新しい技術やトレンドを察知して、それに合わせたスキルを磨くことで、より高単価の仕事に挑戦できます。そのためにもオンライン・オフラインを問わず、講習やセミナーに参加して、新たな知識や資格を獲得し、スキルを向上させましょう。
ポートフォリオを充実させる
クライアントにアピールするためには、質の高いポートフォリオが不可欠です。過去の成果物やプロジェクトを整理し、WebやSNSを利用して積極的に実績を公開することで、フリーランスとしての信頼獲得が目指せます。
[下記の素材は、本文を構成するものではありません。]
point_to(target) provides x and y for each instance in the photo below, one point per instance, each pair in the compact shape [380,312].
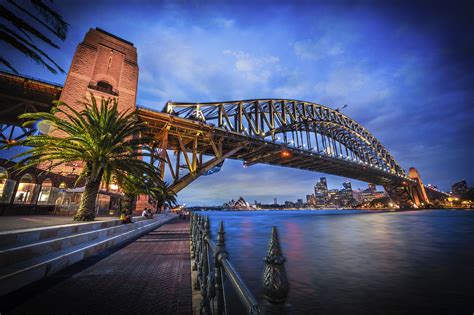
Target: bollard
[275,282]
[204,271]
[220,254]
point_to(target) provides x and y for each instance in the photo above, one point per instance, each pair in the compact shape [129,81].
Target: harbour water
[360,262]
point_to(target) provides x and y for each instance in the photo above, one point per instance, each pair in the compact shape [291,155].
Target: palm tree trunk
[129,203]
[86,211]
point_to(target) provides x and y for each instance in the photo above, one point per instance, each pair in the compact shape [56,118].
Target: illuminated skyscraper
[321,192]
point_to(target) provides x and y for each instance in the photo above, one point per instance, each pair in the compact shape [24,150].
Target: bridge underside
[189,148]
[190,140]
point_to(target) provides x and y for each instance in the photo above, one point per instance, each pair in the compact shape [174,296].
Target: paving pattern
[10,223]
[148,276]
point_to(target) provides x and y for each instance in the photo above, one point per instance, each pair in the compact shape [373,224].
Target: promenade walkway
[151,275]
[11,223]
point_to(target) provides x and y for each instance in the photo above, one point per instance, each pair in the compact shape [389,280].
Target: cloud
[311,49]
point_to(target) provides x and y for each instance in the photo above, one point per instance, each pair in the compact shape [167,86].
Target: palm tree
[17,31]
[163,195]
[102,138]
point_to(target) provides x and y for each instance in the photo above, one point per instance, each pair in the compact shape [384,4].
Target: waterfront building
[239,204]
[334,197]
[321,192]
[300,203]
[289,204]
[347,199]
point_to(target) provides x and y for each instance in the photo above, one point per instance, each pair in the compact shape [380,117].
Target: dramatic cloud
[404,71]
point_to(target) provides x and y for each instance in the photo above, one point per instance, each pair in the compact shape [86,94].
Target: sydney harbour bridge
[194,139]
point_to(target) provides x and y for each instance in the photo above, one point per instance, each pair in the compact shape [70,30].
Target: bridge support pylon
[409,194]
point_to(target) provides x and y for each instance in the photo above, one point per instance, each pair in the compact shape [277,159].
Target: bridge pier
[409,195]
但し、契約によっては納品した成果物がクライアント企業の著作物(いわゆる職務著作)となるものや、守秘義務が伴う場合もありえます。そのような成果物は契約書の確認や、クライアントに許可を取らなければならない可能性があることも、覚えておきましょう。
節目ごとに料金設定を見直す
料金設定の見直しも、フリーランスにとって収入を左右する重要な要素です。収入アップのためにも新しい技術や資格取得、大型プロジェクトの完了時といった節目ごとに市場調査を行い、業界の平均単価や経済状況の変化と比較して適正な料金設定に見直しましょう。スキルや経験に応じた適切な料金が設定されることも、クライアントの信頼を得る鍵となります。
年収を減らさずに収入を安定させるには
フリーランスとして年収を減らさずに安定した収入を得るためには、事業に対する継続的な取り組みが必要です。以下の項目では代表的なポイントを3点紹介します。
長期契約を獲得する
フリーランスの収入を安定させるには、案件ごとや短期的なプロジェクトだけでなく、長期的な契約を獲得することが重要です。案件のリピートや、定期的な契約を獲得するためにも、クライアントと信頼関係を構築するために努力を継続しましょう。
複数の収入源を確保する
フリーランスは技術革新や競争人口の増加などから起こる価格変動の影響を受けやすく、その変動は収入の増減に直結します。この影響を軽減するには収入源を多様化することが効果的です。例えば、本業以外に副業を持つ、オンラインコンテンツを販売するなど、収入源の複数化に努めるとよいでしょう。
計画的な財務管理を行う
フリーランスは給与所得者とは違い、収入に対する保証がありません。景気の動向などから収入が不規則になることも多いため、計画的な財務管理は常に事業上の課題となります。不測の事態を乗り切るためにも収入が多い時期に貯蓄をし、運転資金を確保しておくことが重要です。
まとめ
今回はフリーランスの年収事情について会社員との比較と合わせて解説しました。フリーランスとして年収を増やすには、スキルの向上やポートフォリオの充実をはじめ、人脈作りや料金設定の見直しといった営業やマーケティングも必要です。これらのポイントを押さえながら、安定した収入を得るための戦略を立て、長期的な成功を目指してください。本稿が事業を継続する一助となれば幸いです。